Problem
Docker containers started via Jenkins pipeline command
docker.image(imageToStart).inside('--init')
can not be stopped due to zombie processes left by container.
Questions
How is it possible to get zombie processes from a Docker container, when it was started with '--init' option?
Has someone else hit the same issue?
Used environment
Docker 18.03.1-ce
Jenkins 2.60.2
Docker Pipeline plugin 1.12
Details
When a container is started from Jenkins pipeline with a command like:
docker.image('alpine').inside('--init') {
sh ('ps -efa -o pid,ppid,user,comm')
}
There are several processes in this container with parent PID 0:
[Pipeline] withDockerContainer
loco does not seem to be running inside a container
$ docker run -t -d -u 1001:1002 \
--init \
-w /lhome/ci<br>admin/jenkins/workspace/bli-groovy-test \
-v /lhome/ciadmin/jenkins/workspace/bli-groovy-test:/lhome/ciadmin/jenkins/workspace/bli-groovy-test:rw,z \
-v /lhome/ciadmin/jenkins/workspace/bli-groovy-test-tmp:/lhome/ciadmin/jenkins/workspace/bli-groovy-test-tmp:rw,z \
-e ******** \
--entrypoint cat alpine
[Pipeline] {
[Pipeline] sh
[bli-groovy-test] Running shell script
+ ps -efa -o pid,ppid,user,comm
PID PPID USER COMMAND
1 0 1001 init
7 1 1001 cat
8 0 1001 sh
14 8 1001 script.sh
15 14 1001 ps
[Pipeline] }
PID 1 / PPID 0 is the 'init' command used to start the container
PID 8 / PPID 0 is the 'sh' command from the closure to execute 'ps' command
The 'sh' process does not reap its child processes.

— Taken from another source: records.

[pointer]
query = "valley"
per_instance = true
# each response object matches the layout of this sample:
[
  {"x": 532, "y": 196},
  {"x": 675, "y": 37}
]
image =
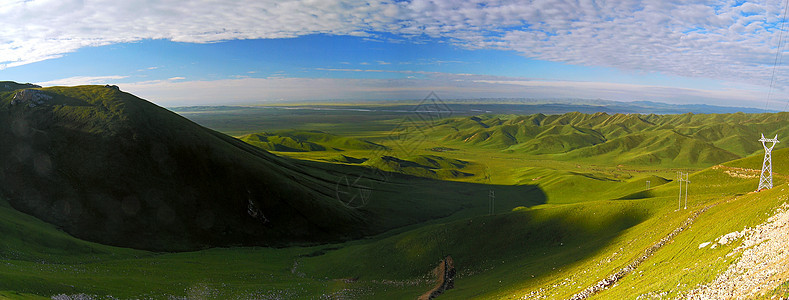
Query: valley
[{"x": 107, "y": 195}]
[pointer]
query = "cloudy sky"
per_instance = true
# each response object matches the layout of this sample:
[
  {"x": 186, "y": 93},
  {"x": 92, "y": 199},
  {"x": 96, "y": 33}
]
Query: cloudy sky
[{"x": 243, "y": 52}]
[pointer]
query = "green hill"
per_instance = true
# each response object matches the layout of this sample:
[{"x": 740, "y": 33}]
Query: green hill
[
  {"x": 430, "y": 166},
  {"x": 109, "y": 167},
  {"x": 303, "y": 141},
  {"x": 693, "y": 140}
]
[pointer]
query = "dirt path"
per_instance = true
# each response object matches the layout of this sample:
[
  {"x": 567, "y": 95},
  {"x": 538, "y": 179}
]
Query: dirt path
[
  {"x": 763, "y": 265},
  {"x": 613, "y": 278}
]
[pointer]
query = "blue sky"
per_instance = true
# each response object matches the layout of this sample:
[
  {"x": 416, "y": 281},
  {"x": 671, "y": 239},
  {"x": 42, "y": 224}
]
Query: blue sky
[{"x": 250, "y": 52}]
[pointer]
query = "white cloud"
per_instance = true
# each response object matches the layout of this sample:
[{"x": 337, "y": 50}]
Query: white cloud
[
  {"x": 709, "y": 39},
  {"x": 448, "y": 86},
  {"x": 82, "y": 80}
]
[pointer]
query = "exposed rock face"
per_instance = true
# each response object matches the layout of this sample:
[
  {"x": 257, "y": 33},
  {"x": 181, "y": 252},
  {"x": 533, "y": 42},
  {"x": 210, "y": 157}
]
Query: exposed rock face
[{"x": 33, "y": 98}]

When the process itself exits its descendants are assigned to a PPID from outside the container and not to PPID 1 from the 'init' process of the container.
The new parent PID is the PID of the 'docker-containerd-shim' process of the container.
With the small example I could not reproduce the zombie processes, but here is the situation from a more complex Jenkins job:
Docker command from Jenkins job
$ docker run -t -d -u 1001:1002 \
--init \
-w /lhome/testadmin/jenkins-coreloops/workspace/test-job/database \
-v /lhome/testadmin/jenkins-coreloops/workspace/test-job/database:/lhome/testadmin/jenkins-coreloops/workspace/test-job/database:rw,z \
-v /lhome/testadmin/jenkins-coreloops/workspace/test-job/database-tmp:/lhome/testadmin/jenkins-coreloops/workspace/test-job/database-tmp:rw,z \
-e ******** \
--entrypoint cat richmond.lhs-systems.com:5000/ait/mpde
[Pipeline] {
[Pipeline] sh
10:03:09 [database] Running shell script
10:03:09 + ./db-upgrade.sh
inside the container shell scripts are started
shell scripts call perl scripts
perl scripts start SQL*Plus (1 instance per database login)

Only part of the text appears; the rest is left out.